Todo había dado un giro inesperado la noche que su curiosidad la llevó al despacho. Marc dormía profundamente y ella permanecía insomne. Nunca había soportado estar en la cama sin poder dormir. Un impulso reflejo la llevó a abrir aquella puerta y a hurgar en su escritorio. El sobre estaba a la vista y el matasellos de Alemania fue el cebo perfecto, abrirle y leer el contenido de la carta fue todo rodado… lo que leyó la dejó fría como el hielo. "¿Eliza?" La voz de Marc al otro lado de la puerta entornada la sacó de su estado de shock, rápidamente y gracias a sus dedos ágiles dejó la carta dentro del sobre intentando dejar todo como estaba.
— ¿Qué haces aquí? —preguntó una vez dentro del despacho.
— Nada, no podía dormir y pensé que a lo mejor si comenzaba a leer un libro me entraría sueño, creí que esta era la biblioteca… tienes una casa tan grande…
Él no dijo nada más y ella respiró aliviada, pero a partir de ese momento sé dio cuenta de que Marc comenzó a dar largas y a poner poner excusas para retrasar el viaje de su hermano… que sí faltaba algún documento… que si el visado… al fin y al cabo la situación en Alemania estaba cambiando y si anteriormente los nazis permitían e incluso fomentaban el éxodo de lo que ellos consideraban su peor lacra, ahora se mostraba reacios a dejar salir a los judíos de su territorio. Era mucho más difícil conseguir su propósito, argumentaba él.
Eliza conocía de sobra la situación y pensar que aquello se debía a algún plan malévolo de esos dementes la consumía. ¿Qué tramarían aquellos demonios, si antes la máxima aspiración nazi era que todos los judíos abandonasen su territorio y verse libres al fin de ellos, por qué ahora ponían tantas trabas? Preguntas de ese tipo se clavaban continuamente en su alma y los nervios se desataron.

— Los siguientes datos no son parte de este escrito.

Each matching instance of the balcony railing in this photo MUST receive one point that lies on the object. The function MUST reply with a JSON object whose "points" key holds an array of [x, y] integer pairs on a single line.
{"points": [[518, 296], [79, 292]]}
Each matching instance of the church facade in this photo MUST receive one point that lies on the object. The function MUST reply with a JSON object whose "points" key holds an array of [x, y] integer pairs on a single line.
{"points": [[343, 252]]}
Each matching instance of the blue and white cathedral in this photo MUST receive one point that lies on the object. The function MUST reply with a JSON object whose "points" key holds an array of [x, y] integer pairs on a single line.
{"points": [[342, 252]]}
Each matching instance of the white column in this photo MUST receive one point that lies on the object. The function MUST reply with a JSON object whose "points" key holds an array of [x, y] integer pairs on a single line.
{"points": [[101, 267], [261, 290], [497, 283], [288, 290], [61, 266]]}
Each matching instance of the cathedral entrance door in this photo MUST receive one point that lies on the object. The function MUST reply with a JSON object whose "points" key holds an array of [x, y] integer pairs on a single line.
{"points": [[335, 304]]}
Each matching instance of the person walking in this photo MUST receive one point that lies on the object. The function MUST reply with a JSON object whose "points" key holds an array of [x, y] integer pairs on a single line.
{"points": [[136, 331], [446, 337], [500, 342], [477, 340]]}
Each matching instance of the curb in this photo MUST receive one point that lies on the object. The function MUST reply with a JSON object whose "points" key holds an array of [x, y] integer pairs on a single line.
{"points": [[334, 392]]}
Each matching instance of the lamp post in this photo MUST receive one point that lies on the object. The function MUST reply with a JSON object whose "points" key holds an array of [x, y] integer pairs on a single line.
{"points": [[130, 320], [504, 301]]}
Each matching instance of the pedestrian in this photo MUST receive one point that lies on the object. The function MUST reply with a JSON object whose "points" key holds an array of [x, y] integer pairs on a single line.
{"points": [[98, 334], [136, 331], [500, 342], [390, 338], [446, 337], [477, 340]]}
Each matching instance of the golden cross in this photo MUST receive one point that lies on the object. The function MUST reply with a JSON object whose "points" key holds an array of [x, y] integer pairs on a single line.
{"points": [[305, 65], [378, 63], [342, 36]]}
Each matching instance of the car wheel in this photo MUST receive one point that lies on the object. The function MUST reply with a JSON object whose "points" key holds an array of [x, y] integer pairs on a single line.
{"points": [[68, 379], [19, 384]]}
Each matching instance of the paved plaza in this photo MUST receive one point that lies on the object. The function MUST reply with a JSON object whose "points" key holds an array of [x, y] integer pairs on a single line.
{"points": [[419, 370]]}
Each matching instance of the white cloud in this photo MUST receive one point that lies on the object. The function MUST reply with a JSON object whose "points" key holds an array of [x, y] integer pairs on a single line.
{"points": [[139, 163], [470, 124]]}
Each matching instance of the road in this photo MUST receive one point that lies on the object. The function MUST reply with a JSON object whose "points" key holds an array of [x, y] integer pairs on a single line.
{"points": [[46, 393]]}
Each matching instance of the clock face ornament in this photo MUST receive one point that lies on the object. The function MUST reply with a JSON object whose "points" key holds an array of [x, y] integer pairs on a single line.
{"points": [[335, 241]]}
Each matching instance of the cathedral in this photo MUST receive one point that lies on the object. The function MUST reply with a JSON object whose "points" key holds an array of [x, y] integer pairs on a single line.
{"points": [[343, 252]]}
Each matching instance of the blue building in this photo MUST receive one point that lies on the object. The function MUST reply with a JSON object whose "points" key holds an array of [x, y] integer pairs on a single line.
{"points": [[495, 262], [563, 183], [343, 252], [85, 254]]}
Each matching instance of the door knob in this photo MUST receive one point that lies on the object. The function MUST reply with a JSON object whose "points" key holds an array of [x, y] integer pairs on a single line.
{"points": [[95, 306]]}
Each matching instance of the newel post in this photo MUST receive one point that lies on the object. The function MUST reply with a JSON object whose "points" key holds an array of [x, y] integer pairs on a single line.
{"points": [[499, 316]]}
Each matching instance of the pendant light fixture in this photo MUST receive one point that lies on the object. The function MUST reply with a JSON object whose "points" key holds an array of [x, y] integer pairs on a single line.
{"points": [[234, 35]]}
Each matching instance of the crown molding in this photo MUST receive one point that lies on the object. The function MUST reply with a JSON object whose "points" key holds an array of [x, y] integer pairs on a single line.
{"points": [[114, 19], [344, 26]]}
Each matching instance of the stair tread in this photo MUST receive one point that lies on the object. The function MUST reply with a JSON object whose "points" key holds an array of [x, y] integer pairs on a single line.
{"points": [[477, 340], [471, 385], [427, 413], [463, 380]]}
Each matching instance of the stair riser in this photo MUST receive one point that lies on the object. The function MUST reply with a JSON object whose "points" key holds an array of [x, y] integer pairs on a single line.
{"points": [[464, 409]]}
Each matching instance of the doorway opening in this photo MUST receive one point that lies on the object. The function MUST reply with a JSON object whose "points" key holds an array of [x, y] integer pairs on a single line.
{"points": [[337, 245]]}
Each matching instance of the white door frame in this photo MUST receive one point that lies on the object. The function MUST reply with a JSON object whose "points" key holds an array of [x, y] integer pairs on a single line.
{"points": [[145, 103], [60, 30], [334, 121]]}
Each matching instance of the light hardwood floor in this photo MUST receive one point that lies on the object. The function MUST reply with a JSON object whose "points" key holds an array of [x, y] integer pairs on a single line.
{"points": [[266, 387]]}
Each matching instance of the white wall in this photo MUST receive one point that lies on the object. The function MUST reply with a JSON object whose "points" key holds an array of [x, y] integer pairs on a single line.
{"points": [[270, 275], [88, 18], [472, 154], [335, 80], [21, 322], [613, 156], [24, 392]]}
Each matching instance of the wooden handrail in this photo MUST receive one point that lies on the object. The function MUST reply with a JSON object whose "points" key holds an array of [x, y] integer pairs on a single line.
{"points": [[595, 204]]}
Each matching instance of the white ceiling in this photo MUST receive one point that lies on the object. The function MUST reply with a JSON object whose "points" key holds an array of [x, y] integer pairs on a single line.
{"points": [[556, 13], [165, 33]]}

Pero sobre todas las cosas, la fina intuición que siempre la había caracterizado la llevaba a la misma conclusión. Eliza era consciente que el detonante de aquella horrible situación que estaba viviendo se había desencadenado la misma noche que había amenazado a Marc, se había descubierto. Si en algún momento le había engañado fingiendo que no había visto nada comprometedor, había sido tan estúpida que de un plumazo lo había echado todo a perder por no haber guardado la debida compostura y la sangre fría necesaria. Aún así, era incapaz de comprender con claridad todos los hechos que se desencadenaron posteriormente, algo se le escapaba y no era consciente de cómo había terminado en aquel tribunal escuchando la sentencia que en breve pondría fin a su vida.